Techniques to deliver the TPM principles

The key significance of Seiici Nakajima's work in the evolution of TPM and the differences between the work ethic in Japan and that in the West have already been referred to in Chapter 1.

Nakajima established five pillars for the application of TPM:

1 Adopt improvement activities designed to increase the overall equipment effectiveness by attacking the six losses.

2 Improve existing planned and predictive maintenance systems (main-tainer asset care).

3 Establish a level of self-maintenance and cleaning carried out by highly trained operators (operator asset care).

4 Increase the skills and motivation of operators and engineers by individual and group development (continuous skill development).

5 Initiate maintenance prevention techniques, including improved design procurement (early equipment management).

One of the main purposes of this book is to show linkages between techniques necessary to implement Nakajima's pillars by building on existing good practices. To reiterate the analogy: 'In a heart transplant operation, if you do not match the donor's heart to that of the recipient, you will get rejection'.

Nakajima's answer to the question 'What is TPM?' provides at least three basic aims:

• To double productivity, and reduce chronic losses to zero

• To create a bright, clean and pleasant factory

• To reinforce people (empower) and facilities and, through them, the organization itself

These aims are attractive to all, but the approach required will vary from one company to another. Experience has shown that tailoring TPM to the local plant-level organization and its people is the only way to achieve success. This process must be founded on the wide experience of applying TPM in different countries and in different industries, whilst at the same time recognizing local, plant-specific issues. An understanding of how TPM techniques link together is important to ensure that customization does not become cherry picking.
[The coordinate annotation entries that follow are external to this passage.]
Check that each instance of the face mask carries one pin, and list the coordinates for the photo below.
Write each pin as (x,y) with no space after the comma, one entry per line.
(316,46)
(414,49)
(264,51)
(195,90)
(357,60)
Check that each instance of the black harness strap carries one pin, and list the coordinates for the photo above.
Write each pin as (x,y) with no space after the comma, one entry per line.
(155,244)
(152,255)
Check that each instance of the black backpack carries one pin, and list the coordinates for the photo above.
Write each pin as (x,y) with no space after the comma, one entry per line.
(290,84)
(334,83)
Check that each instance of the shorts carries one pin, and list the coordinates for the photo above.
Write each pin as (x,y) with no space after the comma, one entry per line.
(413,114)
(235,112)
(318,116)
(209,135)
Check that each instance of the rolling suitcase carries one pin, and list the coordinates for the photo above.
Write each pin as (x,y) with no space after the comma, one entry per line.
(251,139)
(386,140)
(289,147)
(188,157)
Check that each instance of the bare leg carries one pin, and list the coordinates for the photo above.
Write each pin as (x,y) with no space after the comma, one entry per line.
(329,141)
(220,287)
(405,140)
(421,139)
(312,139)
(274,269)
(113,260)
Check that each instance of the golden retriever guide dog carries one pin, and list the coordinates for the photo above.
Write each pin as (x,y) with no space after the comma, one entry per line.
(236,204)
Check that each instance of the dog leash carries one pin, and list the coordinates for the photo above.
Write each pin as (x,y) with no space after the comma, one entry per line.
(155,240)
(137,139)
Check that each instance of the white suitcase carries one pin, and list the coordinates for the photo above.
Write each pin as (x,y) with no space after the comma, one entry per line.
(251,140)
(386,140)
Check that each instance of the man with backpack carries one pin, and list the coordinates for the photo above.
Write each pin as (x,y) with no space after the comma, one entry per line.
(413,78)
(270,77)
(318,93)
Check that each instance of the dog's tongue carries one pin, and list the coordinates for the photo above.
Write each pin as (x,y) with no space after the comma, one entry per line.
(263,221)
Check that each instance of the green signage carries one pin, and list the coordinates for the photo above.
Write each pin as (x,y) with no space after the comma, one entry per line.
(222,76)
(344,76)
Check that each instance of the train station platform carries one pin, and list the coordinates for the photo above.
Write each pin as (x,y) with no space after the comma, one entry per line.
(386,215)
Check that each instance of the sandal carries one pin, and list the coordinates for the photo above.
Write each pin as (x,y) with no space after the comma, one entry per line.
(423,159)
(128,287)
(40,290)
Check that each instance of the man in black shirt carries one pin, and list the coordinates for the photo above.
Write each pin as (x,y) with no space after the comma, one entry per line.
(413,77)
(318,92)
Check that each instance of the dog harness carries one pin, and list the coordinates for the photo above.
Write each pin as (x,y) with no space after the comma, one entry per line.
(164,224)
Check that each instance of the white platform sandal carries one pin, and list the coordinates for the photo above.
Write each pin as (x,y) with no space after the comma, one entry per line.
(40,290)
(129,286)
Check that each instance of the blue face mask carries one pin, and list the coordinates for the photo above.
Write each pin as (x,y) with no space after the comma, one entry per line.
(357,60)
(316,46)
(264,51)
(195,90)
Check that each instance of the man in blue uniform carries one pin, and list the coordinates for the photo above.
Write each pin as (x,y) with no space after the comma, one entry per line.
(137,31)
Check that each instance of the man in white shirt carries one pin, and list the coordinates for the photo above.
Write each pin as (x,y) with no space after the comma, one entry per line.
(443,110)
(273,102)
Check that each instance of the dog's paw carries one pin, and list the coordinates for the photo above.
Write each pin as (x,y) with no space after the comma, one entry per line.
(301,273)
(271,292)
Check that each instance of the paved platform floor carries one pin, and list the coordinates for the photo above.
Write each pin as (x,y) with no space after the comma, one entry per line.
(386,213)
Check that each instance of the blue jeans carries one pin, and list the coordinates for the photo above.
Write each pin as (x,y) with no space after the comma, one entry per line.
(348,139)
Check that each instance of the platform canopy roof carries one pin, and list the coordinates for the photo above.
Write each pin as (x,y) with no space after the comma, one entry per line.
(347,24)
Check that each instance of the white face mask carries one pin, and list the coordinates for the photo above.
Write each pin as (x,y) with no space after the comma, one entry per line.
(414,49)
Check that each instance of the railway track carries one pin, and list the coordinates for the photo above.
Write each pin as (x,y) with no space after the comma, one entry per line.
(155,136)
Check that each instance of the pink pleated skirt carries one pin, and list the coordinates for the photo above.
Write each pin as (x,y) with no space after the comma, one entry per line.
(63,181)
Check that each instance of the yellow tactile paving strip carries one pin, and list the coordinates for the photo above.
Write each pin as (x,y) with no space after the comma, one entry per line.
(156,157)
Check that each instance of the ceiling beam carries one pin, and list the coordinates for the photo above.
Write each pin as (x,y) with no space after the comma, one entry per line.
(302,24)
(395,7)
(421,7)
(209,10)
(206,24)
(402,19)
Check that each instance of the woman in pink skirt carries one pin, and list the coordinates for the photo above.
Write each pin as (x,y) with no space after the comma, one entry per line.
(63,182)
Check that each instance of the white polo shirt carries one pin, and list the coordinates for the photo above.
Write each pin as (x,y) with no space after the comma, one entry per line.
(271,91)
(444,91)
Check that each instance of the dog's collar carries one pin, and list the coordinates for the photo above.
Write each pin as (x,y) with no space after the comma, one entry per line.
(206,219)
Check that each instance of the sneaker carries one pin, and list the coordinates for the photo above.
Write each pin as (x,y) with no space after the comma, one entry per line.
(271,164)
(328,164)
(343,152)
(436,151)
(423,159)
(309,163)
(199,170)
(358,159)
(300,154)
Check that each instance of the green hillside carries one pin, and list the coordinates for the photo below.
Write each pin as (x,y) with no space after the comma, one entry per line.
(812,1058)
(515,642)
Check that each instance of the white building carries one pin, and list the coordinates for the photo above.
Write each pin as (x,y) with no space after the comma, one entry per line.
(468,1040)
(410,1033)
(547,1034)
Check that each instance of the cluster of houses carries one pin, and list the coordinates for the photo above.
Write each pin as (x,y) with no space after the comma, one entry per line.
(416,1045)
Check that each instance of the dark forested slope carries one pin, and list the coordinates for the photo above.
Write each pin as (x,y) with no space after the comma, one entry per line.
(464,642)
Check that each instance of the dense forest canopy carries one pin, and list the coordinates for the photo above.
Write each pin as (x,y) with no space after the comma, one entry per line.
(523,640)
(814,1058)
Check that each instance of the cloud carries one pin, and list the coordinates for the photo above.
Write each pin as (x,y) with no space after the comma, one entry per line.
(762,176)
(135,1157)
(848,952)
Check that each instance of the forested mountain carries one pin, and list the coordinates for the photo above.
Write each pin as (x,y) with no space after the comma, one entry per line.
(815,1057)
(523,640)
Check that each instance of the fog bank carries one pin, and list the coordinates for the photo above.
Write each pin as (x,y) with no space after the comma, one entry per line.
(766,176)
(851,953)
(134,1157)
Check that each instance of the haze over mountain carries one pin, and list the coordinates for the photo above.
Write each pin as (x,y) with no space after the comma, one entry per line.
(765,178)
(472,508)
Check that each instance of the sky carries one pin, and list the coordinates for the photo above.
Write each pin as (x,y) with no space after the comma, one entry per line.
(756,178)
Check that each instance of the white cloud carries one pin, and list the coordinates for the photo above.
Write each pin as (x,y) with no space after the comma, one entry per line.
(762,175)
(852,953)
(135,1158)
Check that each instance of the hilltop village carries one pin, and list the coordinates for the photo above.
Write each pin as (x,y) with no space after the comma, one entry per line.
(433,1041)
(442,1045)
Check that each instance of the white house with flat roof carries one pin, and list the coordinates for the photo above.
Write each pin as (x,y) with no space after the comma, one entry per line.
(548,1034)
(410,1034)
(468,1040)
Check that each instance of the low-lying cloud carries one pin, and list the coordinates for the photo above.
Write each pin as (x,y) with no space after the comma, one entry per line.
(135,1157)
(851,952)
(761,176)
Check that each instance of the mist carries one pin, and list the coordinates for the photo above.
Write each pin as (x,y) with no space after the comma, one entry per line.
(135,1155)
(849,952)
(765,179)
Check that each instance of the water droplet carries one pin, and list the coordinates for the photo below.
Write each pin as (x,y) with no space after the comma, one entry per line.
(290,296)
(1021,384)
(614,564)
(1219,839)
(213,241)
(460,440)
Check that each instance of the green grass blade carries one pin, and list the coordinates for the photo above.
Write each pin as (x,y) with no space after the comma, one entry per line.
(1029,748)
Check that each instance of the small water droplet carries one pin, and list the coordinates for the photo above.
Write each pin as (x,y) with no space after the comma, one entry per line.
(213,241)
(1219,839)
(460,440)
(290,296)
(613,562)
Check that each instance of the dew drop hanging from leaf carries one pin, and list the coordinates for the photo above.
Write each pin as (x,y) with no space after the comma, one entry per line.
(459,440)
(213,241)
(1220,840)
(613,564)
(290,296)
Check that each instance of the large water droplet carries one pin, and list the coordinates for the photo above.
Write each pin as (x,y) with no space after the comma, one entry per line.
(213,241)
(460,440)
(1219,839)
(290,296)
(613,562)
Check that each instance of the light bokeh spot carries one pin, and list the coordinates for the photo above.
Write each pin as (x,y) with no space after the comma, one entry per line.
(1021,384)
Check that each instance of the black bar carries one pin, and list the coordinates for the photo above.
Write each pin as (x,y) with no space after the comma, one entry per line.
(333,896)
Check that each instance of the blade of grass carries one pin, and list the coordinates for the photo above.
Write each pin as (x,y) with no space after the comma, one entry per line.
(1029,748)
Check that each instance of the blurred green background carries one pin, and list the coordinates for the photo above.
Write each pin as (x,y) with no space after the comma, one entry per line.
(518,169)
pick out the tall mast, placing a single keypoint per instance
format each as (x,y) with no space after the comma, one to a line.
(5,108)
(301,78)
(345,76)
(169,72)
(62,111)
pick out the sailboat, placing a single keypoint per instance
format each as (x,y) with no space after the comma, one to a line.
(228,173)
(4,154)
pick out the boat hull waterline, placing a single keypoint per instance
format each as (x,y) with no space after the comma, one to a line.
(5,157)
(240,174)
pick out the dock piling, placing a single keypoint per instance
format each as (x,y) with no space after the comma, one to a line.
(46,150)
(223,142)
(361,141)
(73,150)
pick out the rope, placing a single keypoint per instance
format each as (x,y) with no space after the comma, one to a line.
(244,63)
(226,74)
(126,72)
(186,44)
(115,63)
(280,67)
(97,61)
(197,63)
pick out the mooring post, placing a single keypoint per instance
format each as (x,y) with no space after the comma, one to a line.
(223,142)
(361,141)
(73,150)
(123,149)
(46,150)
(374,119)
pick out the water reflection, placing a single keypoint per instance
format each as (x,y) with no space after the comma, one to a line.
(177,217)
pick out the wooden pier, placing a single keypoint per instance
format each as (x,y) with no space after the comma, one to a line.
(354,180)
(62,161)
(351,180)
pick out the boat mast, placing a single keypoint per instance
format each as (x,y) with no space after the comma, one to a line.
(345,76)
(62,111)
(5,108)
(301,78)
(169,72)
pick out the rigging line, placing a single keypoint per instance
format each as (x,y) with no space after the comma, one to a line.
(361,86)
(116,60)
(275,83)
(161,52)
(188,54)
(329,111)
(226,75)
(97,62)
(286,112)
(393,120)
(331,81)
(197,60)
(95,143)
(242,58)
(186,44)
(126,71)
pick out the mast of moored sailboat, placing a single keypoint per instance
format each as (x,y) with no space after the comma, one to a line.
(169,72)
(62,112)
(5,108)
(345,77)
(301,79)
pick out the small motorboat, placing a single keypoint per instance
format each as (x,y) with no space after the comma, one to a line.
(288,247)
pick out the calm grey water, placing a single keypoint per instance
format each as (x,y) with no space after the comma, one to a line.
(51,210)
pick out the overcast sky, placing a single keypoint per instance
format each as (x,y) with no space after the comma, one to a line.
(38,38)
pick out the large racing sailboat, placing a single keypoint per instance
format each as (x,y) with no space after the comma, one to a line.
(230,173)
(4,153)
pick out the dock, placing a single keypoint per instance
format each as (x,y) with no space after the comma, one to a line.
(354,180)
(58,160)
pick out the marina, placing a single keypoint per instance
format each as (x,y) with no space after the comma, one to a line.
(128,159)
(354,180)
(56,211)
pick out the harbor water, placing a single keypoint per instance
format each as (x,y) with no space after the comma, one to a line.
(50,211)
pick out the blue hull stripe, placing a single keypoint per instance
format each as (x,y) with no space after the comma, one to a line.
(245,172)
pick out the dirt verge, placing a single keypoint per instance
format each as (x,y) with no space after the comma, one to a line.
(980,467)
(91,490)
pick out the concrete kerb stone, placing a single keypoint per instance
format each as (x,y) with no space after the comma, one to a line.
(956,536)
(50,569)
As explained in the previous chapter, the TPM improvement plan contains the techniques needed to apply the pillars or principles of TPM. This uses three cycles:

• measurement

• problem prevention

The present condition and future asset care requirements for the plant and equipment are first established and then developed through the measurement cycle, which sets the present and future levels of overall equipment effectiveness. Finally, the improvement cycle carries the process forward to the best of best and on to world class through a continuous improvement 'habit' (this concept is fully developed in Chapters 5 and 6).

Figure 4.1 shows the application of Nakajima's principles to the three-cycle improvement plan. Figure 4.2 shows the driving force behind Japanese TPM, and Figure 4.3 shows the approach pioneered by the Japanese Institute of Plant Maintenance.